Just like most of you, I have been prepping the fleet for the winter. Did not use the 1132 last season because of a flat tire thatcI could not get in bead and a dry rot fuel line. We have 4 other machines that we used. 

The 1132 was stored outside, on a pallet, covered by a tarp. We pulled her into the garage made what we thought were the necessary repairs. Electric start, turnsover, no spark. I think its an electrical issue with the on/off key and wires, corrosion. Does anyone know how to delete/bypass the key. Figure I would start with the pros before I started cutting and splicing the wrong wires. Thanks in advance. Enjoy your day.


----------



## micah68kj (Oct 8, 2011)

Two things... Mice and plastic tarp. 
If left outside under a tarp *without air circulation* can do a lot of damage in a.short time. Rust covered flywheel, rusted.electrical.connections etc. 
Mice.love chewing electrical wiring and they love making nests in every nook and cranny.


----------



## JLawrence08648 (Jan 15, 2017)

The key works on grounding the ignition spark. If you can't ground the spark, the engine will keep running. Usually you can turn the engine off using the throttle. If you disconnect the wire from the key going to the ground the engine will keep running, or start since it's not running. Many engines the wire goes to the throttle mechanism so using a pliers, disconnect it there by pulling it off.


----------



## Koenig041 (Dec 18, 2013)

We are in the country, mice nest in all of our machinery. I had to replace the trans on a truck because they chewed through wires preventing proper shifts. 

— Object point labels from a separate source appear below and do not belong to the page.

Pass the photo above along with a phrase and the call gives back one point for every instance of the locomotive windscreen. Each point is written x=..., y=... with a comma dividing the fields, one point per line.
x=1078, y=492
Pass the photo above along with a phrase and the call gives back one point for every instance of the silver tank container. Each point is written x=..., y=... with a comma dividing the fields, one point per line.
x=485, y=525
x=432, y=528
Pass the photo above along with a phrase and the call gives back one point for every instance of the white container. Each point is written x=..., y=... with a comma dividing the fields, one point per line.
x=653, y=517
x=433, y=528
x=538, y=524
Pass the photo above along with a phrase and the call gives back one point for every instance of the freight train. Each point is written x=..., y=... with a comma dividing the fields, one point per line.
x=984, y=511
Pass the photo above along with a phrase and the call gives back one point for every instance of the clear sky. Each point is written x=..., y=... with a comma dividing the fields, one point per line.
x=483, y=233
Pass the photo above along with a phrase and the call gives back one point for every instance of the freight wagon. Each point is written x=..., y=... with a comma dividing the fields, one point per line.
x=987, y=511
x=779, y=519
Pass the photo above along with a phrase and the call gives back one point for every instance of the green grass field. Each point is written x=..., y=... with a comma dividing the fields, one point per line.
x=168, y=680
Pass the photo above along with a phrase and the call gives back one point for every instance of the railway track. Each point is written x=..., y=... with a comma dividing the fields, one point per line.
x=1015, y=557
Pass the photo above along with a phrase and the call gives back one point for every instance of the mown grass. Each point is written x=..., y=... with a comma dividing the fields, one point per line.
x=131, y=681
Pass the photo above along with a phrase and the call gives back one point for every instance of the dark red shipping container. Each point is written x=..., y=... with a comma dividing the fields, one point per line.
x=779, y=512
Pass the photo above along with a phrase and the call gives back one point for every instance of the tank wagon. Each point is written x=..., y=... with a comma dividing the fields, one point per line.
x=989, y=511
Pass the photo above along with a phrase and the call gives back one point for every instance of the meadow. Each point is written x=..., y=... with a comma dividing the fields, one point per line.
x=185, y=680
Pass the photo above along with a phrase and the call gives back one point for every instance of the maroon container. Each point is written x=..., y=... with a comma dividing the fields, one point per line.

I will have to trace all of the wires. I love the power of this machine when it comes to the eod. Last option is a harbour freight 8hp repower. I initially paid $50 for the machine 5 years ago. Only money I had to put into it are belts, oil and spark plugs.


----------



## leonz (Dec 12, 2014)

Pull the engine cooling shroud you will probably find that there is a mouse nest in the shroud and spark plug coil ignition cable was chewed on and grounded.

Irish Spring bar soap minus the box works well as a mouse repellent. 

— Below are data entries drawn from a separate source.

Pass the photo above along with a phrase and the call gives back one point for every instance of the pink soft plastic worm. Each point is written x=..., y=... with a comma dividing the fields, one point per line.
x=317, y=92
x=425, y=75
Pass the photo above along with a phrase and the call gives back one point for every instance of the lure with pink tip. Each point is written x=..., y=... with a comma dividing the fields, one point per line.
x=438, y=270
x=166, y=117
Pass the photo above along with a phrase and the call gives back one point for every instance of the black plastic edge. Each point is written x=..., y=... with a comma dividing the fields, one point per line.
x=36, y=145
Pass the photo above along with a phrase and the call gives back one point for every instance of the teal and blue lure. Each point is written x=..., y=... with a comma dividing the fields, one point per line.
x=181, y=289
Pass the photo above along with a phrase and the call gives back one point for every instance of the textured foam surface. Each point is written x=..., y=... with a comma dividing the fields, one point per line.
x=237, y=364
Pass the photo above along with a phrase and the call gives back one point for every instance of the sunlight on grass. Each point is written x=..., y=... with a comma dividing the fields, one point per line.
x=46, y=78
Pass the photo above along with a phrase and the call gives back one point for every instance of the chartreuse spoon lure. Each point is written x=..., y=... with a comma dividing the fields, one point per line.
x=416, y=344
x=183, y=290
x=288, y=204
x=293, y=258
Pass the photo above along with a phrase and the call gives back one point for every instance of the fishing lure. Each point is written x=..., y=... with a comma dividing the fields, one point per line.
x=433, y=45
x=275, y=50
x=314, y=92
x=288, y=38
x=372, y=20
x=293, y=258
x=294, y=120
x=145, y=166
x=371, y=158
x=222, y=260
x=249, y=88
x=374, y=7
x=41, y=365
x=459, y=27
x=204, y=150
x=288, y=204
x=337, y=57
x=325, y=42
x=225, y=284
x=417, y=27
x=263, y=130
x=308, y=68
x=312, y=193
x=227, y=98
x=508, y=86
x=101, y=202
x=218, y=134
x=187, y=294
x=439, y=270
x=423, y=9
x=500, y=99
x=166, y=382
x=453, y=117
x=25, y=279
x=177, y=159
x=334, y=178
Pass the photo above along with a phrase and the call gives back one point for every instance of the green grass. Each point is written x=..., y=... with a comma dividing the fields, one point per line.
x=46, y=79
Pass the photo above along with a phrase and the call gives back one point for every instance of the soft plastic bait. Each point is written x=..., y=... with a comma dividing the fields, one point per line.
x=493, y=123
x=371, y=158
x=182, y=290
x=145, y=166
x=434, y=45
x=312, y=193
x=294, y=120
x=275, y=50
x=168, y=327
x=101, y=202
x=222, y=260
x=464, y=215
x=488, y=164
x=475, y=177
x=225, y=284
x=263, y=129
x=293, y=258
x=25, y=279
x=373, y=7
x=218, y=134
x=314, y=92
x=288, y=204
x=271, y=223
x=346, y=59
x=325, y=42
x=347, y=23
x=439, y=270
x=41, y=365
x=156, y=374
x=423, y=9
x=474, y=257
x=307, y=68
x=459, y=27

The low voltage(6 volt) rat zappers from Gemplers work very well.

Buying a horizontal crankshaft Hatz Diesel with the muffler should be looked at as well as you will only have a simple rope starter for it and you will have greater torque to use.


----------



## paulm12 (May 22, 2015)

As JLawrence said, just unplug the keyswitch. When working on my older Toro machines, I often run without the keyswitch. Either unplugged at the keyswitch itself, or remove the wires at the 2 screws by the throttle. The throttle lever (at the machine) can still turn on/off the engine. Or, as last resort, choking the engine can turn it off.


----------